“When a string of break-ins rock the small town of Oakton Falls, Ohio, Police Chief Wyatt Ronson is at a loss for what to do. The perpetrator is crafty and the stolen goods are anything but normal. He has a list of missing items, most recently a miniature baby Jesus collectible stolen from a nativity scene. With robbery turned murder, Ronson is left with a dead body and another cold trail of clues. His loving wife, Maria, suggests that he bring in a friend of hers to consult on the case. The problem? This friend is another one of the paranormal practitioners his wife has been spending a small fortune on and Ronson isn’t convinced they aren’t all charlatans. Maria insists that this guy is the real deal and reluctantly, he agrees to hire Seymour Masterson, a thirty-something with a sweet tooth and an eye for finely tailored clothes. Ronson’s disbelief in the paranormal and Masterson’s own misgivings about small-town police work make the pair mix together like oil and water.

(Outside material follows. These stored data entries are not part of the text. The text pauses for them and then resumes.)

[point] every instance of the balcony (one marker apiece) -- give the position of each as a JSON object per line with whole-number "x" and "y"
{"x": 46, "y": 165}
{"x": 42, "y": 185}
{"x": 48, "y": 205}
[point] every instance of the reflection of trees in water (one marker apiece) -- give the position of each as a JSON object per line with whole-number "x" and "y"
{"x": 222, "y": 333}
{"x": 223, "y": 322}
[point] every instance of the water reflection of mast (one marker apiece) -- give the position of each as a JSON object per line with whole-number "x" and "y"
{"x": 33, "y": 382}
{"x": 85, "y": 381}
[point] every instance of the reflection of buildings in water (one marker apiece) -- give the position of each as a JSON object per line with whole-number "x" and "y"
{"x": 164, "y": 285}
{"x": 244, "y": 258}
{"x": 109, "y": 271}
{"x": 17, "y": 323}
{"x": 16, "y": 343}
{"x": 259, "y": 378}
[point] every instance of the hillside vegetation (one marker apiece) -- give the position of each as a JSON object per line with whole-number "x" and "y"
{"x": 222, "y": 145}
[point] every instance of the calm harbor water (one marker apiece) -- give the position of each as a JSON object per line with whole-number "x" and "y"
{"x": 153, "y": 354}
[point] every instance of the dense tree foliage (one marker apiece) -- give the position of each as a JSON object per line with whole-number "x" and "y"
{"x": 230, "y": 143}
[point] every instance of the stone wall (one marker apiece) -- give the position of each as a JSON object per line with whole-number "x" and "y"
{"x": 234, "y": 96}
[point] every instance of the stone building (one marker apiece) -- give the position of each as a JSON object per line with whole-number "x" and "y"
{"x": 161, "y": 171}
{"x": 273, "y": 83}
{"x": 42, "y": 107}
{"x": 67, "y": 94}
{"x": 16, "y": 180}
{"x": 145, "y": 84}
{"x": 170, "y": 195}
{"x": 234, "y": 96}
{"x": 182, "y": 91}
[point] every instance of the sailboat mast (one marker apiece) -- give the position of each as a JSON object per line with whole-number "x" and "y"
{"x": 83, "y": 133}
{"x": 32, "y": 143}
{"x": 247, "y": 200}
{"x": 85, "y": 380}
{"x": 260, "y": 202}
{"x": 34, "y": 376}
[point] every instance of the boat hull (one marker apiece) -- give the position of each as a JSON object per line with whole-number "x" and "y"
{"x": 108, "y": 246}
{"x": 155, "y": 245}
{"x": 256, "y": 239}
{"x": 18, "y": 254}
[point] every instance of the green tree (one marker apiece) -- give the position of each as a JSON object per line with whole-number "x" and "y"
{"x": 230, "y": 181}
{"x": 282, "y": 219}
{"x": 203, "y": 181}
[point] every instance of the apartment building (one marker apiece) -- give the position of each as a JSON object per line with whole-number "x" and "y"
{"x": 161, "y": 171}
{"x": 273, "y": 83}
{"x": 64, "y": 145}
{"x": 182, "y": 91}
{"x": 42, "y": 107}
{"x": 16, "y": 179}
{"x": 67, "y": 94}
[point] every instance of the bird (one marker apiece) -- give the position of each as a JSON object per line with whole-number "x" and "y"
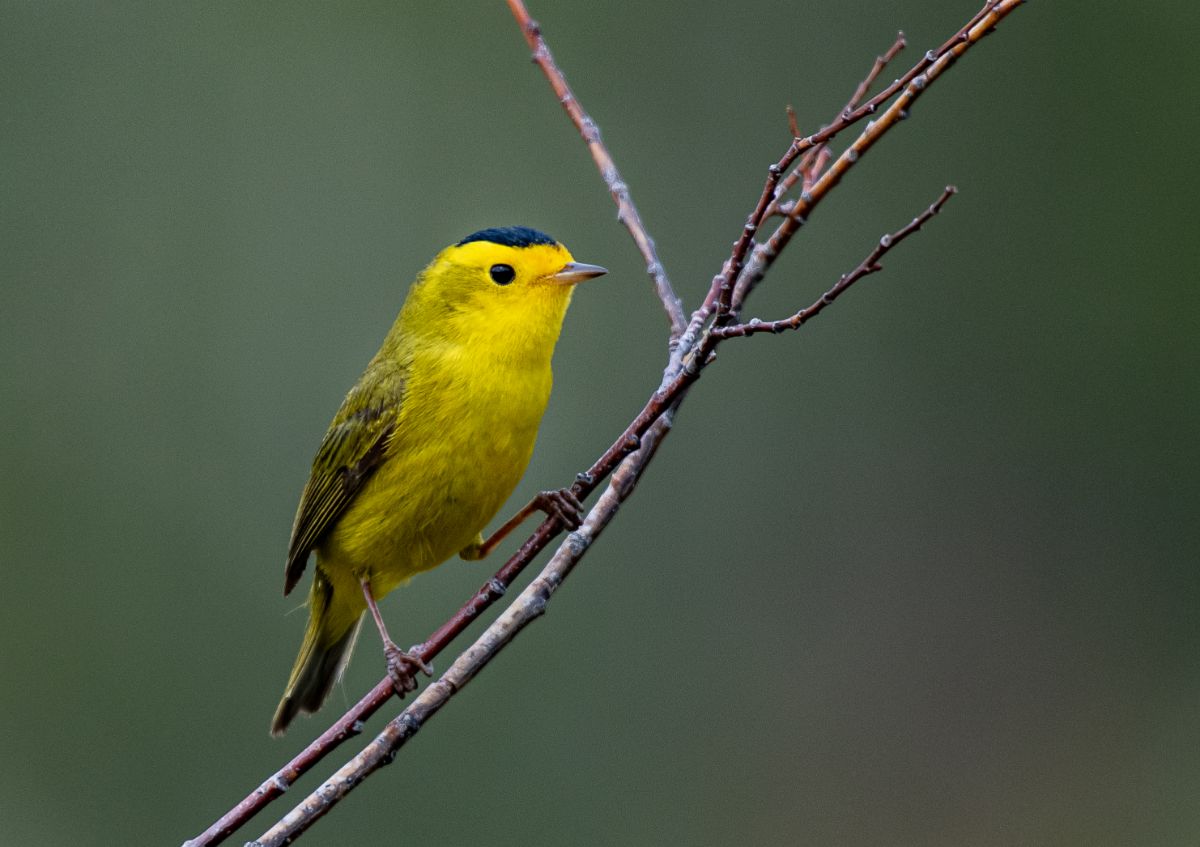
{"x": 429, "y": 444}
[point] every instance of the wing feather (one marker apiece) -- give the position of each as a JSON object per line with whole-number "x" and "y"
{"x": 351, "y": 451}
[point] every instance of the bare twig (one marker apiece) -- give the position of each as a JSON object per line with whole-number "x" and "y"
{"x": 628, "y": 456}
{"x": 916, "y": 82}
{"x": 647, "y": 432}
{"x": 864, "y": 268}
{"x": 627, "y": 212}
{"x": 814, "y": 158}
{"x": 529, "y": 605}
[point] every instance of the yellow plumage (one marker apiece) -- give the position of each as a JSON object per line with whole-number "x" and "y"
{"x": 431, "y": 440}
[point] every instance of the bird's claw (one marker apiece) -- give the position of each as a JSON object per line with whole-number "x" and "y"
{"x": 562, "y": 504}
{"x": 402, "y": 668}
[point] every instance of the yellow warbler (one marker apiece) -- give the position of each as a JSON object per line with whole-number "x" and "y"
{"x": 429, "y": 444}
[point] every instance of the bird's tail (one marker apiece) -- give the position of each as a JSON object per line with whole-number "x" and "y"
{"x": 324, "y": 653}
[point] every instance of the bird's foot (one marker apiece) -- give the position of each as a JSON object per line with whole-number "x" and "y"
{"x": 402, "y": 668}
{"x": 562, "y": 504}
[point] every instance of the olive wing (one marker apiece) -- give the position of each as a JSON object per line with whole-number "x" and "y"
{"x": 353, "y": 448}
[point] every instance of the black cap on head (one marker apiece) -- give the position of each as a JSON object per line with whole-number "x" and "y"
{"x": 509, "y": 236}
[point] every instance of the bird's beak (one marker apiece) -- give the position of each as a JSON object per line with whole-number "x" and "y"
{"x": 577, "y": 271}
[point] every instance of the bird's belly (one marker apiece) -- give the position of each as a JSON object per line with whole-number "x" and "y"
{"x": 450, "y": 468}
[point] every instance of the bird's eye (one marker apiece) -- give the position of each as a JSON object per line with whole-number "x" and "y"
{"x": 502, "y": 275}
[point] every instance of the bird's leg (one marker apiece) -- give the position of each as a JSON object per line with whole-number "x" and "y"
{"x": 401, "y": 666}
{"x": 561, "y": 504}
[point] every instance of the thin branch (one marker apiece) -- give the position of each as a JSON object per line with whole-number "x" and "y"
{"x": 629, "y": 455}
{"x": 659, "y": 415}
{"x": 867, "y": 266}
{"x": 529, "y": 605}
{"x": 627, "y": 212}
{"x": 918, "y": 78}
{"x": 814, "y": 158}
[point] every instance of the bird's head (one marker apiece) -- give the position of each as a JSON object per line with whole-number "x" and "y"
{"x": 504, "y": 283}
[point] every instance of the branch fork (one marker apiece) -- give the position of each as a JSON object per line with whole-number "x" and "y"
{"x": 807, "y": 163}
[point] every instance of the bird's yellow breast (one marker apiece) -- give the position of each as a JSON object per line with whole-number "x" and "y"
{"x": 461, "y": 444}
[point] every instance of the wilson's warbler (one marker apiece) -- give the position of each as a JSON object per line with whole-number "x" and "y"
{"x": 429, "y": 444}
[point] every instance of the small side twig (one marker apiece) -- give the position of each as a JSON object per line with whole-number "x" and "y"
{"x": 867, "y": 266}
{"x": 627, "y": 212}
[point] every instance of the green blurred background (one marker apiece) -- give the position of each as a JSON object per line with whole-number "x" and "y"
{"x": 924, "y": 574}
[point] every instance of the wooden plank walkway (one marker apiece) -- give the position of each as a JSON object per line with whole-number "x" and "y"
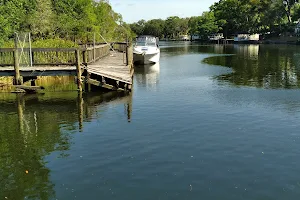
{"x": 112, "y": 66}
{"x": 40, "y": 71}
{"x": 97, "y": 65}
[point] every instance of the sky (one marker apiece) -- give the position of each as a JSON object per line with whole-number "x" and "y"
{"x": 135, "y": 10}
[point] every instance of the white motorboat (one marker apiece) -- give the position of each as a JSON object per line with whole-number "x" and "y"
{"x": 146, "y": 50}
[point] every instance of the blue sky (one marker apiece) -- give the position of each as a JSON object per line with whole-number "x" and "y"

Armed with a dead man’s cane and an over-inflated ego from his time working in Los Angeles, Seymour sets off to find the killer and prove to the Chief that there is something to all of this medium business. That is, if Ronson will ever let him talk to a suspect alone. After several plates of vanilla wafers, legendary chicken wings, a collision with some lawn ornaments and a first date with Beatrice, the Chief’s secretary who he may or may not be marrying, Seymour is realizing that working for the OFPD is exhausting. He is surprised to find out that Ronson isn’t as dumb as he looks and Seymour might just need his help after all. Similarly, Ronson is beginning to see the benefits of having a big name medium working in his department. The two men bumble their way through their first case together and work to find a common ground. But can they put their differences aside to catch a murderer and solve the case of the Oakton Falls burglar?
Chachkis and Chicken Wings has everything a good cozy mystery needs — an elusive criminal, a quirky small town, and a splash of the supernatural. Follow Seymour Masterson and Chief Ronson through their investigation and fall in love with the quirky residents of Oakton Falls along the way. Grab a cup of tea and start reading today!”
Targeted Age Group:: 18-45
What Inspired You to Write Your Book?
Like some of the best things in life, it started as a joke between friends. When asked what she should write about next, the author’s friend replied “a median”. After pointing out that the term is “medium”, she ran with the idea. Ellen Pleasant created Oakton Falls as an homage to the town where her grandmother lived. Drawing on her own memories of the friendly townspeople, a desire for a good laugh, and a love of mystery, Chachkis and Chicken Wings: The Case of the Oakton Falls Burglar was born.